By addressing a clear gap in the literature and aligning with both clinical priorities and global health goals, this study provides a timely and necessary contribution to improving cardiovascular outcomes in children with chronic kidney disease.

2. Methods

This study was designed as a single-blind, randomized controlled trial (RCT) to evaluate the effects of daily oral supplementation with folic acid, vitamin B6, and vitamin B12 on plasma homocysteine levels in Nigerian children diagnosed with NS. The study followed the Consolidated Standards of Reporting Trials (CONSORT) guidelines to ensure methodological rigor and reproducibility ⁹. Participants were recruited from the Pediatric Nephrology Clinic and children’s wards of the University College Hospital (UCH) in Ibadan, Nigeria, a major referral center for kidney diseases in southwestern Nigeria. The study was conducted between August 2009 and January 2012.

Children younger than 18 years with a confirmed diagnosis of NS based on standard clinical and laboratory criteria were eligible for inclusion in the study. Only those with plasma homocysteine levels greater than 10 μmol/L at baseline were recruited. Participants were required to have no significant renal impairment, defined as a serum creatinine level of more than 3 mg/dL, and no prior use of vitamin supplements. Children with history of hypersensitivity to folate or any other vitamin preparation were excluded. Those with other chronic conditions that could interfere with vitamin metabolism, such as severe malnutrition or liver disease, were also not eligible.

After obtaining informed consent from parents or guardians, all eligible participants underwent a baseline assessment, which included a comprehensive clinical examination and laboratory evaluation. A total of 48 participants were enrolled in the study.

Participants were randomly assigned to one of two study arms: the vitamin supplementation group or the control group. A computer-generated randomization sequence was used to allocate participants in a 1:1 ratio, ensuring equal distribution between the two groups. Allocation concealment was maintained using sequentially numbered, opaque, sealed envelopes prepared by an independent researcher who was not involved in recruitment or data analysis.

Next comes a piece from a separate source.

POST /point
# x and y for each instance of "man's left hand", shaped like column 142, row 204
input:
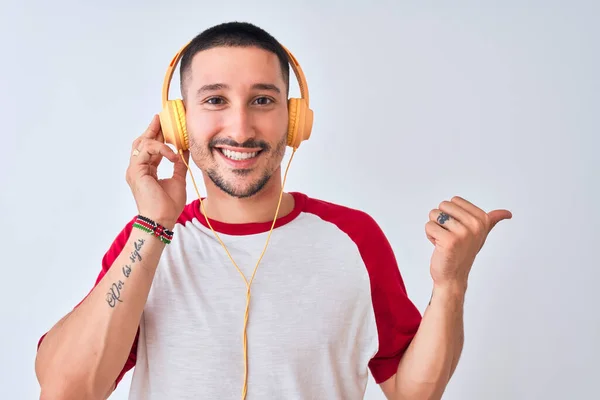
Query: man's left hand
column 458, row 229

Blinding was applied to laboratory personnel, who remained unaware of the group assignments throughout the study period. However, due to the nature of the intervention, caregivers and clinicians were aware of the treatment allocation. This limited the study to a single-blind design.

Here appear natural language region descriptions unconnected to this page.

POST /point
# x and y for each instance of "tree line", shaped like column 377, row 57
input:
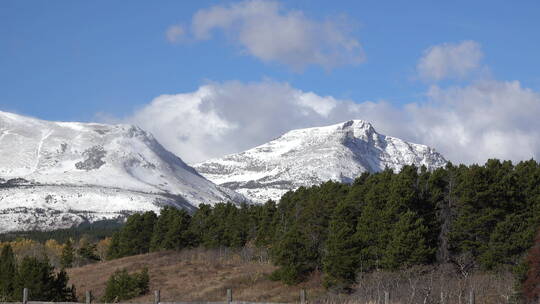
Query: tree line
column 474, row 217
column 36, row 274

Children assigned to the intervention group received a daily oral supplementation regimen consisting of 5 mg of folic acid, 50 mg of vitamin B6, and 1 mg of vitamin B12. These supplements were obtained from Vitabiotics Nigeria Ltd. and were provided in identical, pre-packed containers to ensure uniformity. Participants in the control group received a placebo, which was formulated to resemble the vitamin capsules but contained only cellulose fiber.

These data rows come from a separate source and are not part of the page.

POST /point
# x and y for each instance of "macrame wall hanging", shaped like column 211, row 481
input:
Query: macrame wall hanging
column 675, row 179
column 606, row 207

All participants, regardless of their assigned group, continued to receive standard treatment for NS in accordance with the hospital's established clinical protocols. This included corticosteroid therapy (prednisolone) and supportive care measures as indicated by the attending pediatric nephrologists.

Participants were followed up for a total duration of six months, during which they attended scheduled clinic visits every two weeks. At each visit, adherence to the assigned intervention was assessed through caregiver interviews and pill counts. Any participant who missed more than three consecutive doses was classified as non-compliant and excluded from the per-protocol analysis. Clinical evaluations, including measurement of body weight, blood pressure, and assessment of edema, were conducted at each visit. Any complaint, including gastrointestinal symptoms or hypersensitivity reactions, were documented and managed accordingly.

The primary outcome measure for this study was the change in plasma homocysteine concentration from baseline to six months following vitamin supplementation. The secondary outcome measures included changes in serum folate, vitamin B6, and vitamin B12 levels, as well as renal function markers such as serum creatinine, urea, and albumin. Additionally, lipid profile parameters, including total cholesterol, low-density lipoprotein cholesterol (LDLc), high-density lipoprotein cholesterol (HDLc), and triglycerides, were analyzed to determine whether vitamin supplementation had any effect on lipid metabolism in children with NS.

The required sample size was calculated based on data from a previous study that examined the effects of vitamin supplementation on homocysteine levels in individuals with renal disorders ¹⁰. A minimum of 32 participants was deemed necessary to detect a mean reduction of 5.0 ± 2.0 μmol/L in homocysteine levels in the intervention group compared to a reduction of 3.0 ± 1.0 μmol/L in the control group. The calculation assumed a power of 90% and a type I error rate of 5%. To account for an anticipated 10% loss to follow-up, a total of 48 participants were enrolled, with 24 participants assigned to each study arm.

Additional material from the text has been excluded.